The Global Burden of Stillbirth

November 9, 2011 by Kate Greenwood · 1 Comment
Filed under: Children, Public Health, Women's Health Issues 

Photo by Vladimer Shioshvili via Flickr

Photo by Vladimer Shioshvili via Flickr

As a teenager in the late 1980s, I was a huge fan of the model Christy Turlington Burns.  As I’ve blogged about before, in 2011 there’s much more to admire about her than her enduring beauty.  Over the weekend, Turlington Burns and others representing her advocacy organization, Every Mother Counts, ran the ING New York City Marathon to, in her words, “make the vital connection for people that so many pregnant women live far from health services around the world and that distance does make a difference [in the prevention of maternal mortality]. Simply put, we want to run so that others don’t have to…”

Just as distance makes a difference in the prevention of maternal mortality, it also makes a difference in the prevention of stillbirth.[1] In the introduction to a special series of articles that ran in The Lancet in April of this year, Zoe Mullan and Richard Horton note that 98% of the estimated 2.64 million stillbirths each year, “occur in low-income and middle-income countries, and in places such as south Asia and sub-Saharan Africa, at least half of them take place during labour or birth.”  In addition to reducing maternal and newborn mortality rates, then, closing the literal and figurative distance between pregnant women and childbirth care would prevent many stillbirths from occurring.

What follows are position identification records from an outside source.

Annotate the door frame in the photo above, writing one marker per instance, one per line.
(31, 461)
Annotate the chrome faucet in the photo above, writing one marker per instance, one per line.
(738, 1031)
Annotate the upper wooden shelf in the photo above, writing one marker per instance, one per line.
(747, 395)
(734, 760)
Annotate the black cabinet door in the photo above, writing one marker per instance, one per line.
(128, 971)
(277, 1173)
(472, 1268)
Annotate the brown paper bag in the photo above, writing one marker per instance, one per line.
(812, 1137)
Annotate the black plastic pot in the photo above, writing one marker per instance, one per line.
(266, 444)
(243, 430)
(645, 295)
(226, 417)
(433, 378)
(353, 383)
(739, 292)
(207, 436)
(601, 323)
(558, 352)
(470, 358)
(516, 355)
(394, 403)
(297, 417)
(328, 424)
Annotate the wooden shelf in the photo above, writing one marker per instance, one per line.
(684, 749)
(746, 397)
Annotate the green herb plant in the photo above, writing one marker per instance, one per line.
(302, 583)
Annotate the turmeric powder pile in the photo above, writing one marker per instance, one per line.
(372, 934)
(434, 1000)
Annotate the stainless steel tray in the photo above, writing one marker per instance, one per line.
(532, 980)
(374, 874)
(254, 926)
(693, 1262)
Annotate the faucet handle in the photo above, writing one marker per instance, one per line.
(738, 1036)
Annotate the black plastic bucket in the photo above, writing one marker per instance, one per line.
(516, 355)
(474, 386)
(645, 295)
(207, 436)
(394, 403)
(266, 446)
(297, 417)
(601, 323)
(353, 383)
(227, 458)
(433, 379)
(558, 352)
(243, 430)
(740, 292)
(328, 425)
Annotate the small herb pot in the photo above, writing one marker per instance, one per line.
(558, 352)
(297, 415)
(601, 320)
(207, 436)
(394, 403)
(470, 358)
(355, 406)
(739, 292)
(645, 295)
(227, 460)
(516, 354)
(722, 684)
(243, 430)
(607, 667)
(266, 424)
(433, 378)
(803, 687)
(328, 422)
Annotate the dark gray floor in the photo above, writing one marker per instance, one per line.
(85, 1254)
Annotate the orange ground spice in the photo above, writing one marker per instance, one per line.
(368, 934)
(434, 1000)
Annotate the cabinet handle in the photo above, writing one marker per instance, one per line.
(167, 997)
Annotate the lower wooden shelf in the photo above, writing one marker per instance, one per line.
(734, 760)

In a pair of important articles - Stillbirths: What Difference Can We Make and At What Cost? and Stillbirths: How Can Health Systems Deliver for Mothers and Babies — The Lancet’s Stillbirths Series Steering Committee delves into the prevention question in detail.  The Steering Committee systematically assessed 35 potential interventions to determine (1) whether they were effective at reducing the stillbirth rate and (2) “whether they are affordable and implementable in low-income and middle-income countries.”   The following ten interventions passed the Committee’s test and were strongly recommended for implementation: “periconceptional folic acid fortification, insecticide-treated bednets or intermittent preventive treatment for malaria prevention, syphilis detection and treatment, detection and management of hypertensive disease of pregnancy, detection and management of diabetes of pregnancy, detection and management of fetal growth restriction, routine induction to prevent post-term pregnancies, skilled care at birth, basic emergency obstetric care, and comprehensive emergency obstetric care.”  Of these, the Committee recommended that skilled care at birth and emergency obstetric care take priority, both because they were the most effective at reducing the number of stillbirths and because they additionally benefit women and newborn babies.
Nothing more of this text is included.